To me, it was such a moving appeal. It expressed the broken hearts of a people who had been promised so much and gained so little – who had been devastated, dispossessed and disenfranchised. But a people who, despite the deep hurt, would hold out their hands to pick up the pieces and offer to work together for a better future.
I wanted to go to the speaker and thank him for what he said but he had disappeared into the crowd.
As I made my way to the giant greenstone altar-like structure on the edge of the dunes, I felt I had stepped on to sacred ground. There were three plaques on the altar; the first two spoke of the first powhiri between the local Ngati Hei and Cook's retinue (including Tupaia).

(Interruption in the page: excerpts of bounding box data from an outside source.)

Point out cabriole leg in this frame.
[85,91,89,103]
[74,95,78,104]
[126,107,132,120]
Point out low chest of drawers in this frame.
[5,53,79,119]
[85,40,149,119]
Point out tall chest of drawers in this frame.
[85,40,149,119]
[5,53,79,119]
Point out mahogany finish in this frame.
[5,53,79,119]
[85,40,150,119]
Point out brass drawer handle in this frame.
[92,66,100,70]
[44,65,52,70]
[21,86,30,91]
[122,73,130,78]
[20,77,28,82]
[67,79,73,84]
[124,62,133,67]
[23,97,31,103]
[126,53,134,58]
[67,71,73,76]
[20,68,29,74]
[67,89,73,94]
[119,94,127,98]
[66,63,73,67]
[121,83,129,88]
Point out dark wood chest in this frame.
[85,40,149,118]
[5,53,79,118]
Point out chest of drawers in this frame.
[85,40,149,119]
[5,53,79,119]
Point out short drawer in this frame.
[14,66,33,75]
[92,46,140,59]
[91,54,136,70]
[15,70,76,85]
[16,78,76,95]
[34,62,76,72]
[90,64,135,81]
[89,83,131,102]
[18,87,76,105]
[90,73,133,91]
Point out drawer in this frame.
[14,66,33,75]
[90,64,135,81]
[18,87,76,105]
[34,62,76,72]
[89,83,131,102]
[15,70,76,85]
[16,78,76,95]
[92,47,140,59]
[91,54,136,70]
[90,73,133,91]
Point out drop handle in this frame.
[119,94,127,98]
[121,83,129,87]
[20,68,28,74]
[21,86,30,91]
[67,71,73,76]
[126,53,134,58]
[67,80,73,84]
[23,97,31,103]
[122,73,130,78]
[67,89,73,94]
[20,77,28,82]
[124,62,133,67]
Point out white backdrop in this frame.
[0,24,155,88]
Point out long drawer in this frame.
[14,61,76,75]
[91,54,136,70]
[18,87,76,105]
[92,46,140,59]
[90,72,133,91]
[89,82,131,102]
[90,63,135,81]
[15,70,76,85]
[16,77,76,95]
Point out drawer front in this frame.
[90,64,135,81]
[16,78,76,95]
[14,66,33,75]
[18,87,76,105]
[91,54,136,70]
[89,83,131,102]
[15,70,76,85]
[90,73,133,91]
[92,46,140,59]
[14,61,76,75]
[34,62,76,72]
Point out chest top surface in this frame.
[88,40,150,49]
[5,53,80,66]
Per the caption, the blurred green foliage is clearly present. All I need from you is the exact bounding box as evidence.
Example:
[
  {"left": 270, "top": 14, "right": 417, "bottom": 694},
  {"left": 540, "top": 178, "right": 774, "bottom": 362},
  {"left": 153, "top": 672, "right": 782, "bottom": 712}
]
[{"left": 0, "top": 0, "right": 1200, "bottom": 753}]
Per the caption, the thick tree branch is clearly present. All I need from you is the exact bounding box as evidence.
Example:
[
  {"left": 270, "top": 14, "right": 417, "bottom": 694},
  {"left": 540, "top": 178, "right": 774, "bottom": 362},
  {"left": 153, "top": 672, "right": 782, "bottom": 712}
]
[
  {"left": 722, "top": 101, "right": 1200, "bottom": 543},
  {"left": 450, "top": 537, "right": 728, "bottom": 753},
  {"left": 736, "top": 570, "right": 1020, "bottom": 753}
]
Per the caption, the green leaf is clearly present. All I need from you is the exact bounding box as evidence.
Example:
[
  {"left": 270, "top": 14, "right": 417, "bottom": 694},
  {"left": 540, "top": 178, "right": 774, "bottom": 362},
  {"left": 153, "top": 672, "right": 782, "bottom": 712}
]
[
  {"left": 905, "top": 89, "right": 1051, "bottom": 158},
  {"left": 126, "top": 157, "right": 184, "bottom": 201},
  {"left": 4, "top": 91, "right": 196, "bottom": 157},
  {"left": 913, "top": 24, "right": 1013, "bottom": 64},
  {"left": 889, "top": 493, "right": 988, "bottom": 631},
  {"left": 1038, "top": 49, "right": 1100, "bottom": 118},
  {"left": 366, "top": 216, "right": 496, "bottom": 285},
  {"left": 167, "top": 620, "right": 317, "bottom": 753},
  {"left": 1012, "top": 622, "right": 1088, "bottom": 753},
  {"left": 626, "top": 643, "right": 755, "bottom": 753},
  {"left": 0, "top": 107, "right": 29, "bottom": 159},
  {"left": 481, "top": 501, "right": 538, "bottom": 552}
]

The third plaque stunned me – it was a transcript of the speech in English that had just moved me so much. Then I saw that this hadn't been an original speech but the speaker was quoting from something said by the Te Arawa chiefs – in 1907.
The cry of the heart of the Māori for justice and reconciliation had been made 102 years ago and it is just as relevant today as it was in 1907.
As we sailed up the Coromandel, across the Firth of Thames and along Tamaki strait into the dazzling 21st century of Auckland, I realized that the Endeavour time machine had taken me deep into the past of Aotearoa/NZ (and into my own past) as well into the hearts and the hurts of tangata whenua.
More than ever before, I am now able to move forward by looking back into the past.
Ka mua, ka muri.
• Dr John Clark is a GP who likes to spend his spare time climbing mountains, riding motorbikes, sailing square-rigged sailing ships and having fun with his family.